Worth it for the high net worth

Academics, public servants and politicians – in fact, anyone expecting a defined benefit pension over $100,000 per annum – will be affected post-July 1, 2017. Most people don’t yet realise they are caught in the net of the changes. A defined benefit pension is valued by Canberra at 16 times its annual payout; so expect to hear a lot of grief from those negatively impacted in the new financial year.

A significant benefit for the high net worth individual who has now officially ‘maxed out’ their non-concessional contributions prior to June 30 this year is that the IB is only taxed at a maximum of 30 per cent within the fund. This can be very advantageous for anyone paying tax at the top marginal rate of 47 per cent, with the added benefit of not having to pay a Medicare or NDIS levy.

There may be benefits for those on more modest incomes as well, given that the average Australian worker has between $37,000 – $87,000 in annual taxable income to place them in the 34.5 per cent personal marginal tax bracket.

A tool in estate planning

My clients are often reluctant to use IBs when I first float the idea. As most retirees, they are over 60 and, by then, they are well aware of their own mortality.

Which leads neatly into a further advantage afforded by IBs in estate planning. On the death of the owner, the proceeds can be paid out 100 per cent tax free. If you happen to live long enough to benefit, there could be a very good tax-free party at maturity 10 years from now.

And if you must withdraw funds early, the sliding taxation scale – less a 30 per cent tax credit for the tax paid by the IB on your earnings and growth – still makes withdrawals attractive prior to the 10-year mark. 

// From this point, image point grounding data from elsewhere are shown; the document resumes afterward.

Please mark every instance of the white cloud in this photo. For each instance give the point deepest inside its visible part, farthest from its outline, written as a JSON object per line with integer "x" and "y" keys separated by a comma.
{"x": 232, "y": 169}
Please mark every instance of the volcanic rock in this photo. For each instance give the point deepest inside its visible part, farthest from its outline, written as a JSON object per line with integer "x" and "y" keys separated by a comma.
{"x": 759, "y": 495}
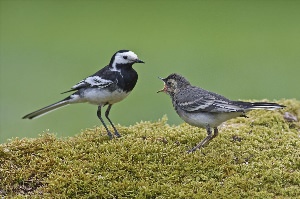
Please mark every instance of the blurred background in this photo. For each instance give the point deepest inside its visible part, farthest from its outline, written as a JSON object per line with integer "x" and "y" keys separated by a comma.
{"x": 240, "y": 49}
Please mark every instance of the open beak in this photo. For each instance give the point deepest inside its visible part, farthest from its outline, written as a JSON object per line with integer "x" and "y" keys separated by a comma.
{"x": 139, "y": 61}
{"x": 165, "y": 88}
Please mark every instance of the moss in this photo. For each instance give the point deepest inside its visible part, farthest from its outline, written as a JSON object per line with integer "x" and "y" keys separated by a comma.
{"x": 255, "y": 157}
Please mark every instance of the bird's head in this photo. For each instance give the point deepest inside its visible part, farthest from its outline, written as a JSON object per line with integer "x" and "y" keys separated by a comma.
{"x": 124, "y": 57}
{"x": 173, "y": 83}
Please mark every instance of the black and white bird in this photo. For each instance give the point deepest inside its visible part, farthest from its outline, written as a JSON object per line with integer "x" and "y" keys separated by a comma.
{"x": 205, "y": 109}
{"x": 108, "y": 86}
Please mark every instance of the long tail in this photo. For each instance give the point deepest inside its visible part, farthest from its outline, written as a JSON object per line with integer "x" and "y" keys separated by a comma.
{"x": 260, "y": 105}
{"x": 47, "y": 109}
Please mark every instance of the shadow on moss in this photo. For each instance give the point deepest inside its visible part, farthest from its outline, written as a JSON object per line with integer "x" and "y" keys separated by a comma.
{"x": 257, "y": 156}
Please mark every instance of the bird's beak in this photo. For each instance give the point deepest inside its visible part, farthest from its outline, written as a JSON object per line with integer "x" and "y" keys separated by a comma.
{"x": 139, "y": 61}
{"x": 165, "y": 88}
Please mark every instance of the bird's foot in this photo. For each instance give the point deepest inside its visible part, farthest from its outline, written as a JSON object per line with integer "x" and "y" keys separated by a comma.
{"x": 117, "y": 134}
{"x": 109, "y": 135}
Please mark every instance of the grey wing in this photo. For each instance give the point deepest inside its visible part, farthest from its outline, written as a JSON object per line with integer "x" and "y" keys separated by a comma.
{"x": 92, "y": 82}
{"x": 199, "y": 100}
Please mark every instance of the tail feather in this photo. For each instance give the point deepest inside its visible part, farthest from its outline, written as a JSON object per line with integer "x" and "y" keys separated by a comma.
{"x": 260, "y": 105}
{"x": 46, "y": 109}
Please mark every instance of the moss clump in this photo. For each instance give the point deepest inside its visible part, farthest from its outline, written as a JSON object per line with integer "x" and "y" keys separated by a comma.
{"x": 255, "y": 157}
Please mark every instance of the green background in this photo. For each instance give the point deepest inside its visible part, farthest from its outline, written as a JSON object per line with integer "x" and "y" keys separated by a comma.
{"x": 240, "y": 49}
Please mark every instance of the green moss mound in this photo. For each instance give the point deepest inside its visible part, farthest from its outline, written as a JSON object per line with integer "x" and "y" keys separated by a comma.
{"x": 255, "y": 157}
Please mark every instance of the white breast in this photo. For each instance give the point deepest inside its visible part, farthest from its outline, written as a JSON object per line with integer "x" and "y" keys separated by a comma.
{"x": 202, "y": 119}
{"x": 102, "y": 96}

Acquiring an IB may also be a useful strategy on diagnosis of a terminal, but not immediately acute, medical condition. Ensure, however, that you explore with your financial adviser as a matter of urgency all available strategies to maximise returns to your estate – including cash-out and re-contribution strategies – to remove the almost 20 per cent ‘death tax’ on unspent superannuation.

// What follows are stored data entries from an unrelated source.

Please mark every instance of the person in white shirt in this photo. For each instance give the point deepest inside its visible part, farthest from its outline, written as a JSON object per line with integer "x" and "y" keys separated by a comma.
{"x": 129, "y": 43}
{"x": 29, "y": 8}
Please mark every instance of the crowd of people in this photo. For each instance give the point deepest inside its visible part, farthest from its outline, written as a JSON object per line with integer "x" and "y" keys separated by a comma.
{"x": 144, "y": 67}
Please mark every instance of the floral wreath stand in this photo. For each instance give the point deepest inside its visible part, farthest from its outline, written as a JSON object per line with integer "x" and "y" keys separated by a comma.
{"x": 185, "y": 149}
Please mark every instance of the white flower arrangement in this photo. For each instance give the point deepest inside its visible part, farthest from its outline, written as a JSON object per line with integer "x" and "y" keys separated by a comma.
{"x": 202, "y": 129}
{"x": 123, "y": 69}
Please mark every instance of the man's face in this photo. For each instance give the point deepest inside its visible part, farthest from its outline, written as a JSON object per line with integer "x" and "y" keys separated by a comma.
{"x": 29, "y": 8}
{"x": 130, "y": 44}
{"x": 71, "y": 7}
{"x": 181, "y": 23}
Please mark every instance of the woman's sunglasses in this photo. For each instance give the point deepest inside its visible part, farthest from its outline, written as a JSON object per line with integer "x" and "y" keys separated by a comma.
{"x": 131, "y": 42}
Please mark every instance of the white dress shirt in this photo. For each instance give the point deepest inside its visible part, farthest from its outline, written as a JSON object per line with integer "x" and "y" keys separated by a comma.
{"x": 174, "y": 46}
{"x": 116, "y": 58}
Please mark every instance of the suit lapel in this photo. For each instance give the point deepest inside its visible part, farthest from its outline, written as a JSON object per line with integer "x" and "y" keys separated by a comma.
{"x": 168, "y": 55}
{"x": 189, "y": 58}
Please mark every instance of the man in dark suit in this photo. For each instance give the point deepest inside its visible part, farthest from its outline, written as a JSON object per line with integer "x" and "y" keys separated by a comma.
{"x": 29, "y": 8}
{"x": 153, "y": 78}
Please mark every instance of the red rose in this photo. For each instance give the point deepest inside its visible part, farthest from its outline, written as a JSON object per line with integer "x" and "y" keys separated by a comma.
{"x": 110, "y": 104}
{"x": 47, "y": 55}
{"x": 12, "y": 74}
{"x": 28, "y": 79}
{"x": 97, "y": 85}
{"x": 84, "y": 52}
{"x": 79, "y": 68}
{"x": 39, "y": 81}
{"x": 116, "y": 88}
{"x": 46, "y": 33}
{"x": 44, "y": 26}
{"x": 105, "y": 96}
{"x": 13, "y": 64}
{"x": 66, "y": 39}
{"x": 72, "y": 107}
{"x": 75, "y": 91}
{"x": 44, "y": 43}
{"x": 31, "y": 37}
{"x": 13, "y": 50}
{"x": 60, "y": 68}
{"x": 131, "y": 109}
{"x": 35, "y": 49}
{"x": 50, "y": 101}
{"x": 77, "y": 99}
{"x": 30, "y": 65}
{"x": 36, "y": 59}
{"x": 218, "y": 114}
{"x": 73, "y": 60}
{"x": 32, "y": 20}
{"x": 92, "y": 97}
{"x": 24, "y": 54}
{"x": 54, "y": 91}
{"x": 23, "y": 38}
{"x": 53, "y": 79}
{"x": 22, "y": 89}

Bear in mind that IBs are not as tax-effective as superannuation. They are not for everyone. They are a strategy option for when super has been maxed out and all the bring-forwards have been enjoyed.

From a financial planning perspective, the Federal Government’s clampdown on superannuation is not without a silver lining. It challenges us to get on with what our clients pay us for – that is, designing and implementing new strategies which will help them get rich slowly and stay rich.